DocusDiplo · 18/07/2020 09:37

That's so scary @Techway
I just speak to him or text him, we don't use email. I really really wouldn't want anything to go to court. The stress for everyone would be unnecessary and unhelpful. It's something I should think about, thank you.

OP posts:
DocusDiplo · 18/07/2020 09:39

He is more strict but I don't Think that's the reason they don't want to go. I Think with that they would moan rather then being very upset ????

OP posts:
Dozer · 18/07/2020 09:39

Have you had legal advice on what a court might decide should you reduce contact, eg to one weekend a month and the offer of a day visit (outing) in your town another weekend each month?

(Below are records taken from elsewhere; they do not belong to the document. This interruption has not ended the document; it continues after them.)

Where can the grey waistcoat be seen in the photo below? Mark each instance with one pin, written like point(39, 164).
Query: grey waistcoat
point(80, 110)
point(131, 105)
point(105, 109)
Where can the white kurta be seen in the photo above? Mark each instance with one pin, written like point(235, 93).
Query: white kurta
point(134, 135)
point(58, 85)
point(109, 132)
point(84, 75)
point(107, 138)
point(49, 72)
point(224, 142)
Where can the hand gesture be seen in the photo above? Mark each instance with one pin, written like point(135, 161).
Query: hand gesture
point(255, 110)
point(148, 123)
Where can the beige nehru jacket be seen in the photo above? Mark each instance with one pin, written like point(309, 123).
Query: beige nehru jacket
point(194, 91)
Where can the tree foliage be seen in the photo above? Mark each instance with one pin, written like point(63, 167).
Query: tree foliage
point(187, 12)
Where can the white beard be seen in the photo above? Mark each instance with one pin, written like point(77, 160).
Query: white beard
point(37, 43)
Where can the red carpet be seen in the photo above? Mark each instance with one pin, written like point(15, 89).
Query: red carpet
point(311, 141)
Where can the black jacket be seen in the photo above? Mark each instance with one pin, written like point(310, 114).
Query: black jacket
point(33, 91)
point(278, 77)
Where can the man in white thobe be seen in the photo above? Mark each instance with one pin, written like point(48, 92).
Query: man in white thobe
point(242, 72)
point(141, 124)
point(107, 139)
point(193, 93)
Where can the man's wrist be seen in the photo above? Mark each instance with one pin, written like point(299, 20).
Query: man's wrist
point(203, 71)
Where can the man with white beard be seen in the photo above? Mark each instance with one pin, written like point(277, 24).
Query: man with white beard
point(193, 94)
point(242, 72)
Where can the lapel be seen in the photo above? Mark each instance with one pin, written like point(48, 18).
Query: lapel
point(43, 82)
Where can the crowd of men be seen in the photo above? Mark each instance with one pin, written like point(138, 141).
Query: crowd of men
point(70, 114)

That seems necessary to inform your decisions.

Dozer · 18/07/2020 09:40

Would weigh up how likely it is that he’d go to court.

emilybrontescorsett · 18/07/2020 09:40

I would tell him they don't want to go and stay with him.
Why doesn't he come up to see them and take them out for the day?
If he does take you to coury, and bare in mind your dd might be 12 by this time, can a judge make you take them to his, isn't it his responsibility to collect them.
I would go down this route first, he comes to see them or at least drives to pick them up. This alone might make him not so stubborn.

emilybrontescorsett · 18/07/2020 09:46

Sounds like he is ticking a box here.
He moved away from his children. He chose to bring a half sibling into this incredibly upsetting situation which is gutting for most children. I'm betting if he split from the current woman, he would not come to collect your children as he wouldn't have to put on the "caring father" facade.
I don't blame your dc for not wanting to go. Does he ever see them alone without his new woman and child?

DocusDiplo · 18/07/2020 09:47

Yes, I'll do this Sad Thank you.i haven't had any legal advice as was trying to keep it simple.

OP posts:
labyrinthloafer · 18/07/2020 09:55

If he tries to go to court won't you have to do mediation first?

DocusDiplo · 18/07/2020 10:12

I've heard that. I'm so sad. I feel so stuck in the middle and don't know what is right. I feel absolutely sick. I want them to be happy to go but they never are. I can't fix everything and my life is already hard enough, I work nearly f/t, I study, I am drowning and this is a burden that I can't cope with. Why is this my problem to solve? I feel so stuck. I hate him so much.

OP posts:
crystalize · 18/07/2020 10:27

I too think you should tell him they don't want to go. His choice to move an hour away so he should come down to visit, maybe take them out just for the whole day instead of overnights. The poor kids are having nightmares and sound really distressed. Ignore any moaning or blaming from him. Make it clear you are offering him visits, then if he decides to go the court route so be it. By the time that happens your DD will be old enough to be heard that she has no desire to go. Good luck x

endofthelinefinally · 18/07/2020 10:35

You should take your dd to the gp if she is hearing voices.
Speak to their school about some support and counselling.
Your children sound distressed and a counsellor in school could really help.